The Commerce Department said orders for durable goods, items ranging from toasters to aircraft meant to last three years or more, surged 4.9 percent last month, reversing December’s 4.6 percent plunge. January’s increase was the largest since March and beat economists’ expectations for only a 2.5 percent rise.
Non-defense capital goods orders excluding aircraft, a closely watched proxy for business spending plans, jumped 3.9 percent after tumbling by a revised 3.7 percent in December. These so-called core capital goods orders were previously reported to have decreased 4.3 percent in December.
The durable goods report was the latest indication that the worst of the manufacturing downturn was probably over.
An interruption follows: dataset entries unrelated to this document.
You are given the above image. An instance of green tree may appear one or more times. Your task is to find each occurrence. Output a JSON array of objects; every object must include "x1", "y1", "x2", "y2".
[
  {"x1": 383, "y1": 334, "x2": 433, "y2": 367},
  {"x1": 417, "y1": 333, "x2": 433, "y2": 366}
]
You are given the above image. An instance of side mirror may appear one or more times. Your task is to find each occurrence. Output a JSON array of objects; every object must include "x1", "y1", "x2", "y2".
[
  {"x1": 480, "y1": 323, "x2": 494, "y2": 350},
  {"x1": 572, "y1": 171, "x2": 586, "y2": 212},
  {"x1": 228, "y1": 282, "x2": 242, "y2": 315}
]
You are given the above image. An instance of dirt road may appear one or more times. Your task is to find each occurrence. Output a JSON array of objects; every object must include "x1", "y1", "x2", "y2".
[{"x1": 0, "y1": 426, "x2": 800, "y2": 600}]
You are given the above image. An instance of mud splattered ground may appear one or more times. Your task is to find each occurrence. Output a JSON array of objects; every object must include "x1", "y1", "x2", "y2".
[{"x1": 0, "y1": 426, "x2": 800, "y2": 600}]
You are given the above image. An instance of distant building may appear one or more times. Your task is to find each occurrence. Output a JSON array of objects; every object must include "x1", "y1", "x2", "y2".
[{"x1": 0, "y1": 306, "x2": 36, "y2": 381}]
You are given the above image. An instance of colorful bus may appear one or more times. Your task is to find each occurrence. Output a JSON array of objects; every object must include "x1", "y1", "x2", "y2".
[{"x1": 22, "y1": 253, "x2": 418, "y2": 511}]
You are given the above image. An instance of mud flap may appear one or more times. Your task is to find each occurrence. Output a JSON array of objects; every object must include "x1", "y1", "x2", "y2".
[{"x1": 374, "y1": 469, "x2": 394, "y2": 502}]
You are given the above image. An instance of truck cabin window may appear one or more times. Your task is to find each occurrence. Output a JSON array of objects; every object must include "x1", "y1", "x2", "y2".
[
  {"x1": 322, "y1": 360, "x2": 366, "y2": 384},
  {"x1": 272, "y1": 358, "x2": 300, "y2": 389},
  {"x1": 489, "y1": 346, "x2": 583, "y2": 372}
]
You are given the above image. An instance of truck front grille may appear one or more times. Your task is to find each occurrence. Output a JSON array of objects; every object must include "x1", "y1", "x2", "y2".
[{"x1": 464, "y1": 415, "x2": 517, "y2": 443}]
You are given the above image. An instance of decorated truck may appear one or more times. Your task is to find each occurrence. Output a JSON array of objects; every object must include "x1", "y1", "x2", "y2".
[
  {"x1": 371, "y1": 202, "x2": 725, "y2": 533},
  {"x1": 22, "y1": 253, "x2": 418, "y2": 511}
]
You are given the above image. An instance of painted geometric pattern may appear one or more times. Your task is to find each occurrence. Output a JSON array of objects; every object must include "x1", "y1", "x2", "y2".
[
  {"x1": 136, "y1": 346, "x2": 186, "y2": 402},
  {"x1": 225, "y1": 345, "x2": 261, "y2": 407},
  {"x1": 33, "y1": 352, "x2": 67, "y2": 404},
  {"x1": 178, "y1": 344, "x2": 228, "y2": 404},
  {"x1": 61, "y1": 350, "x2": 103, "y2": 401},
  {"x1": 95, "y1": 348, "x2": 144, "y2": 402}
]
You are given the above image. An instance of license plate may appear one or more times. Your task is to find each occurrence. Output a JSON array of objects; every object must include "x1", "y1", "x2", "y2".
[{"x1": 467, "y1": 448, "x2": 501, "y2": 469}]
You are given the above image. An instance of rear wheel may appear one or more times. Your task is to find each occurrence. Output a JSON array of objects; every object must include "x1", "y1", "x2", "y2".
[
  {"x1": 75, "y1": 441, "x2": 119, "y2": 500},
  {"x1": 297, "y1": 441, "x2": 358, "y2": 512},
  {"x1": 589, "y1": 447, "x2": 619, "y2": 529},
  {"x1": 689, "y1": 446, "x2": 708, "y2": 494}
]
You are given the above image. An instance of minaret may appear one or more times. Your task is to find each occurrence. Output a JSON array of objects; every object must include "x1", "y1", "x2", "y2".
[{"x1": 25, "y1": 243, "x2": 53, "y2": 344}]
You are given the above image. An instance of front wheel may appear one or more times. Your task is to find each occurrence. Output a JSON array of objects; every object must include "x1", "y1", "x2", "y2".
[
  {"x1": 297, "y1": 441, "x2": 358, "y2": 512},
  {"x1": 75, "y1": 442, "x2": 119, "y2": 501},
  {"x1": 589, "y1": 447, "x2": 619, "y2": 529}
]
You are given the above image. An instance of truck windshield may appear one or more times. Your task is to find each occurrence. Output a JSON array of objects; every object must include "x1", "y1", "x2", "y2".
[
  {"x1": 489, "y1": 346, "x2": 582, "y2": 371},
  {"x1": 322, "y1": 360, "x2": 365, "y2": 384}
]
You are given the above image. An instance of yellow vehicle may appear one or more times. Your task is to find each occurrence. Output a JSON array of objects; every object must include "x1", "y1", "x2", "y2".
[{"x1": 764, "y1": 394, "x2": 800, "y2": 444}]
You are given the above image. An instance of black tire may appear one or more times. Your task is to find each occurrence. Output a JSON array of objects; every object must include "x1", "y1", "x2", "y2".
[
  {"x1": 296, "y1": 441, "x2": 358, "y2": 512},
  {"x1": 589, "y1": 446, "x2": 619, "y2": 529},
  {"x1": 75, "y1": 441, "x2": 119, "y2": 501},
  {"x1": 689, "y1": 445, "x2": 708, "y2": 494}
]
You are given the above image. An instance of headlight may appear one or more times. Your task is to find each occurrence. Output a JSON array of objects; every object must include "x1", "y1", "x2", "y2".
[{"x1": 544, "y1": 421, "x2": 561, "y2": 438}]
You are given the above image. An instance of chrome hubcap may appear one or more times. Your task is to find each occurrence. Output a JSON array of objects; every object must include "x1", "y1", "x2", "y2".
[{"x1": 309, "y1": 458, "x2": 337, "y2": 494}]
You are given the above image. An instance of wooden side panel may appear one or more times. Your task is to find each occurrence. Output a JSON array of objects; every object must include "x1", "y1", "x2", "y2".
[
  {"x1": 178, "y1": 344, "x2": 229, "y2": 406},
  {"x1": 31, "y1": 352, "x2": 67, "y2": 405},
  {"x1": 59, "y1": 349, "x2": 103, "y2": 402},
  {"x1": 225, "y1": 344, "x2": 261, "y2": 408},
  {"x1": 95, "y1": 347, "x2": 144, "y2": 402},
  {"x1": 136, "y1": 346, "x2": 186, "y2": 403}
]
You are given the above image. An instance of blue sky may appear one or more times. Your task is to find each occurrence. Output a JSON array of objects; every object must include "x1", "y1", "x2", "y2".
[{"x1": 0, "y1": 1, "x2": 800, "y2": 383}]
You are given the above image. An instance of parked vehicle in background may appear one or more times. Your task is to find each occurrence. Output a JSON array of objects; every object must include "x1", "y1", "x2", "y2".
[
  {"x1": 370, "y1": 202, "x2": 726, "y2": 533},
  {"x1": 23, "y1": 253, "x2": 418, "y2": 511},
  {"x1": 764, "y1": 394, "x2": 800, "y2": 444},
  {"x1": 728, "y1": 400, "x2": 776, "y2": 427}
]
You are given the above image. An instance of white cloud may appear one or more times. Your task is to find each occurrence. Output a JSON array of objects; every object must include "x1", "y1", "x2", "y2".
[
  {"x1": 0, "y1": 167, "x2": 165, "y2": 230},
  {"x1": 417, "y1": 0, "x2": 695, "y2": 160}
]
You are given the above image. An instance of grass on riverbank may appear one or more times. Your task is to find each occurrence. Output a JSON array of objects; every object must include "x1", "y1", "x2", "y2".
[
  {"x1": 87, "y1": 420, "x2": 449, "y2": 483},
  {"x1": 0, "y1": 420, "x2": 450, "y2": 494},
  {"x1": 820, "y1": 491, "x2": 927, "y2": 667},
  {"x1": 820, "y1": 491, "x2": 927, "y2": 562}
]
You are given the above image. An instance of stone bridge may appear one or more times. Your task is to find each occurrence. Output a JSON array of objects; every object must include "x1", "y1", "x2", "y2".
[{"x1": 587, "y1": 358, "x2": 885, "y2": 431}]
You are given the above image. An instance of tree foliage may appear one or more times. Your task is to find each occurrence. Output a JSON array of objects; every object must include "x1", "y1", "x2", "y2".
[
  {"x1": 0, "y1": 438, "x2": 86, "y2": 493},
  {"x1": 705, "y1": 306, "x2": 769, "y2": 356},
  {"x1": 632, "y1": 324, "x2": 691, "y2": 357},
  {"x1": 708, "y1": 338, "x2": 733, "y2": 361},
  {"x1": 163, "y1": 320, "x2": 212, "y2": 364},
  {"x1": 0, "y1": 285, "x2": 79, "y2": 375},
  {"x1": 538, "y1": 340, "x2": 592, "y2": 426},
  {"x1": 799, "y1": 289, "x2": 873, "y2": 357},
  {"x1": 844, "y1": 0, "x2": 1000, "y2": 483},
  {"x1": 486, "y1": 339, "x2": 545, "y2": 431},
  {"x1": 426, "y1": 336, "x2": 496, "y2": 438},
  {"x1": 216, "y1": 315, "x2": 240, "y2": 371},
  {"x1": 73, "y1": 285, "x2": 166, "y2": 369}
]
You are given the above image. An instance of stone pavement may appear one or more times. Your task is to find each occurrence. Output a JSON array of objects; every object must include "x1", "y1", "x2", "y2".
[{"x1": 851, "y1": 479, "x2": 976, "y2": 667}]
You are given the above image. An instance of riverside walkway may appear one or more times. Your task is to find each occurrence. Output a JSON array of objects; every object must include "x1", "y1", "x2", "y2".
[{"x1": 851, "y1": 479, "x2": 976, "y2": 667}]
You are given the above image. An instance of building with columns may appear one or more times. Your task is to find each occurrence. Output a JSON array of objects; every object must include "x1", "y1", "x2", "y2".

Manufacturing output rose solidly in January and factory payrolls that month increased by the most since August 2013.
The report also added to data on retail sales, employment, existing home sales and industrial production in suggesting that the economy regained its footing at the start of the year after stumbling in the fourth quarter.
Manufacturing, which accounts for 12 percent of the U.S. economy, remains constrained by a strong dollar, weak global demand and capital spending cuts by oilfield service firms like Schlumberger and Halliburton following a plunge in oil prices.
Efforts by businesses to sell unwanted inventory have also meant fewer orders placed, adding to pressure on factories. Tighter financial conditions in the wake of a global stock market sell-off pose a risk to capital spending.
“While today’s report breathes some life into the outlook for the troubled manufacturing sector as well as prospects for business spending, we are not out of the woods yet,” said Tim Quinlan, an economist at Wells Fargo Securities in Charlotte, North Carolina.
SOLID LABOR MARKET
In a separate report, the Labor Department said initial claims for state unemployment benefits increased 10,000 to a seasonally adjusted 272,000 for the week ended Feb. 20. The four-week moving average of claims, which irons out week-to-week volatility, fell 1,250 to 272,000.
It was the 51st week that claims remained below the 300,000 threshold, which is associated with a strong labor market - the longest spell since the early 1970s. The labor market remains strong despite the tighter financial market conditions.
Though bets for a March interest rate hike from the Federal Reserve have been wiped out, further monetary policy tightening later in the year remains a possibility because of the jobs market resilience. The Fed raised its benchmark overnight interest rate in December for the first time in nearly a decade.
“The claims data shows no break in the labor market trends that got the Fed to hike in December,” said Steven Ricchiuto, chief economist at Mizuho Securities in New York.
The data helped to limit the drag from declining oil prices on U.S. stocks. Prices for U.S. government debt rose while the dollar was little changed against a basket of currencies.
Durable goods orders were in January boosted by a 54.2 percent surge in civilian aircraft orders. There were increases in orders for primary metals, fabricated metal products, machinery, computers and electronic products as well as electrical equipment, appliances and components. Orders for motor vehicles and parts rose 3.0 percent.
But shipments of core capital goods - used to calculate equipment spending in the gross domestic product report – fell 0.4 percent last month after advancing 0.9 percent in December.
Unfilled durable goods orders edged up 0.1 percent in January after falling 0.5 percent the prior month, while inventories slipped 0.1 percent following a 0.2 percent gain in December.